Уже начавший садиться Юрзин выпрямился снова и пожал плечами совершенно не по-военному:
– Это и есть доклад. Вы были правы – вы начали первым, до вас никто на это не осмелился, посему я считаю вас своим командиром. – Он перевел дыхание и жестко продолжил: – Можете носить и дальше свои звездочки, можете пришить маршальские или вовсе спороть погоны – для меня уже ничего не изменится.
Он сел.
– Я могу прямо сейчас представить такую же справку… – Майор-пэвэошник начал подниматься, но Романов остановил его поднятой рукой:
– Секунду. Пожалуйста, секунду. Я очень прошу сейчас кого-нибудь подняться сюда и заменить меня, – Романов обвел всех на самом деле просящим взглядом. – Потому что вот это, вот сейчас, вот здесь – рубеж. За ним я поволоку воз и впрягу вас всех. И отказ впрячься я буду расценивать… – Он не договорил. – В общем, я очень прошу кого-то из вас заменить меня. Не по званию. По желанию ДЕЛАТЬ и уверенности в том, что он СДЕЛАЕТ…

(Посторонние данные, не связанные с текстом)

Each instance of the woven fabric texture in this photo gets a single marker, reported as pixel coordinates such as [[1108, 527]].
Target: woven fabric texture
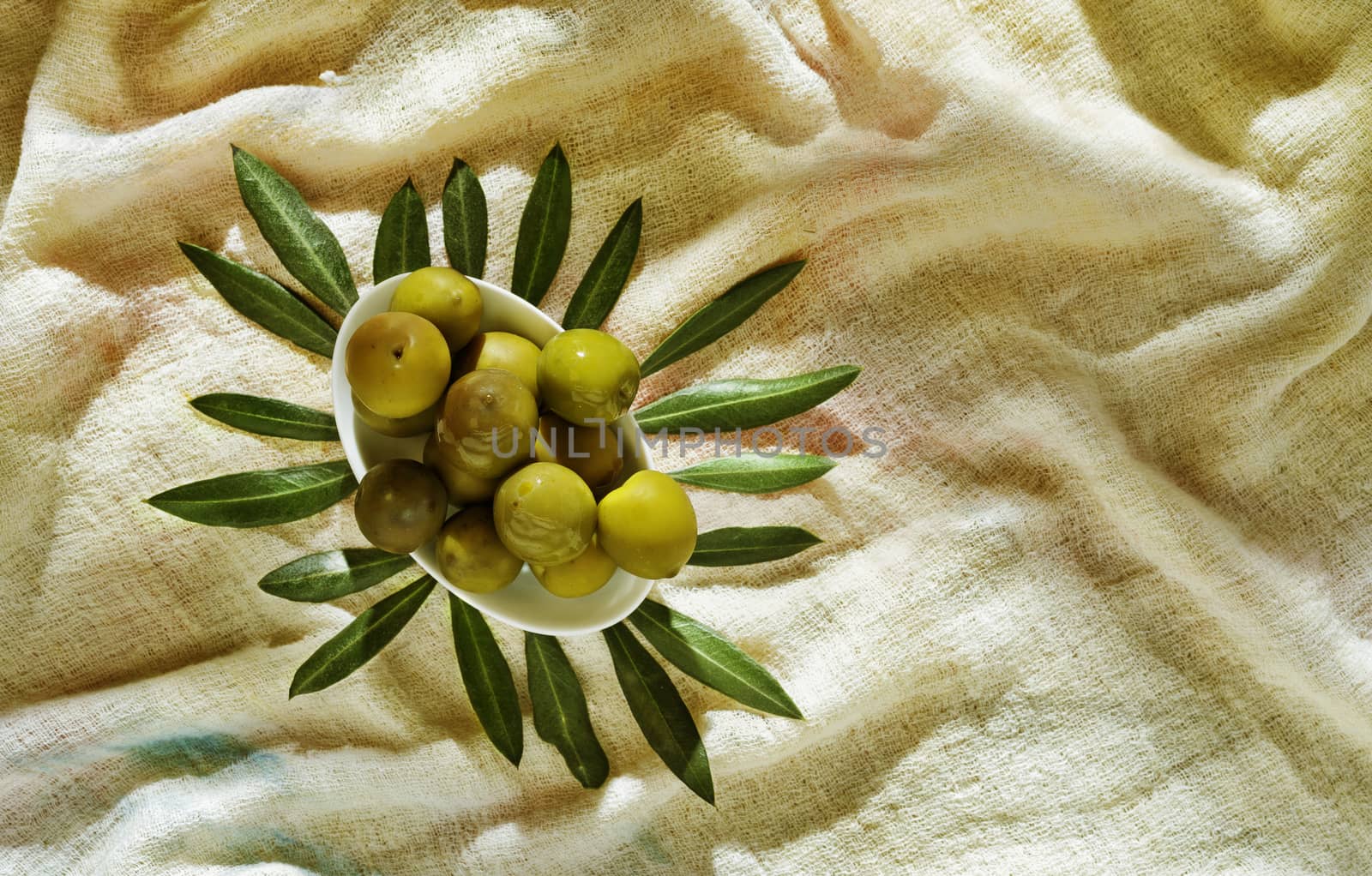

Стало тихо. Щелкали высокие напольные часы в углу помещения. Романов подождал, пока вычурная секундная стрелка не произведет тридцать скачков, и кивнул майору:
– Извините. Я вас слушаю…
Комната для совещаний начала пустеть еще в процессе разговора. Люди выходили, получив задания – конкретные и четкие, спасительные для офицера. Романов, мысленно прикидывая, что и как, с облегчением подумал, что, похоже, людей на первое время хватит. А что делать потом… Эту мысль он оборвал, потому что продолжать ее было просто-напросто страшно. Он не знал, что делать потом. В голове толокся, бился, вопил и метался клубок перепутанных мыслей, над которым царствовала одна и наиболее громкая: надо немедленно начать печатать собственные деньги, и обязательно с портретом Хабарова. Отделаться от мысли не получалось, оставшиеся люди уже разговаривали между собой – очень по-деловому, – и Романов ощутил себя настольным бюстиком. Ощущение было тоскливым, и неизвестно, во что бы вылилось, если бы не подошедший (он куда-то выходил, Романов даже не понял куда) Муромцев.